Hasan tracked interactions among 112 entrepreneurs at a startup boot camp in New Delhi and found that participants who already knew some of their peers rarely sought new connections – even the people sitting beside them who could have helped them succeed.
By contrast, participants who came to the boot camp without knowing anyone networked more and performed better on a team-based challenge at the event.
“Once you have a network in place, you tend to explore less,” said Hasan, an associate strategy professor at Duke University’s Fuqua School of Business who co-founded the experimental incubator called Innovate Delhi. “As a result, you likely miss out on opportunities to learn from new people who might be sitting right next to you.”
The Strategic Management Journal published the findings, which are co-authored by Rembrand Koning of Harvard Business School.

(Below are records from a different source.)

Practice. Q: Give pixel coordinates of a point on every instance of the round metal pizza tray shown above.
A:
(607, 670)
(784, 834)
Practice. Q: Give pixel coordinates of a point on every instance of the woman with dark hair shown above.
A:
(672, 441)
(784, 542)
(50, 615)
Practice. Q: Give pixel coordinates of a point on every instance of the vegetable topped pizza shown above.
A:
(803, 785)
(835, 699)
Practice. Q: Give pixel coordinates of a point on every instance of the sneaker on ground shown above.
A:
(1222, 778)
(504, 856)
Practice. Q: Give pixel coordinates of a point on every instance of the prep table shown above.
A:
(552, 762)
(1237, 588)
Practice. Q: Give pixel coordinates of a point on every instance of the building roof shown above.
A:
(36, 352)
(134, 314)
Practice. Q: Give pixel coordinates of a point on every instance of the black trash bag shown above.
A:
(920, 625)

The results might surprise founders of business incubators, accelerators and co-working spaces, all designed to spark collaboration among entrepreneurs.
“A lot of prior research and even conventional wisdom say geography is destiny; place people next to each other and they’ll interact – that’s the basis for the popularity of the open-plan office,” Hasan said. “But we show that people who are already embedded in a social network of friends and advisors don’t network much at all.”
The boot camp gave the up-and-coming entrepreneurs hands-on practice and instruction from successful Indian entrepreneurs, designers and venture capitalists. Participants were randomly sorted into teams and spent a week developing a prototype for a mobile app.
The researchers used several strategies to study how participants worked together, including tracking their emails and other digital communications and analyzing the interactions with software built specifically for the research.
At the end of the week, teams submitted the prototypes to be judged by their peers. An analysis found the teams whose members who already knew other participants stayed within those existing networks, missing out on input from talented neighbors that could have helped improve their ideas and designs.
The findings show there are opportunities for collaboration that remain untapped, Hasan said.
“Once you have pre-existing ties, you just explore less,” he said. “You can design social groups optimally, placing exactly the right people next to each other, but human nature sometimes gets in the way. You can’t just put people together. Organizations need to think a little bit more deeply about how to encourage this kind of interaction that should be really low-cost, but isn’t happening.”
Entrepreneurs should also be selective when building their networks, knowing those connections could help lay a foundation for future successes, Hasan said.
“The best time to build your network is the day you step in the door,” he said. “That’s when everybody is willing to meet you, because you’re new. Use that opportunity to cast as wide a net as possible. If you don’t do that in the beginning, it just doesn’t happen as easily.”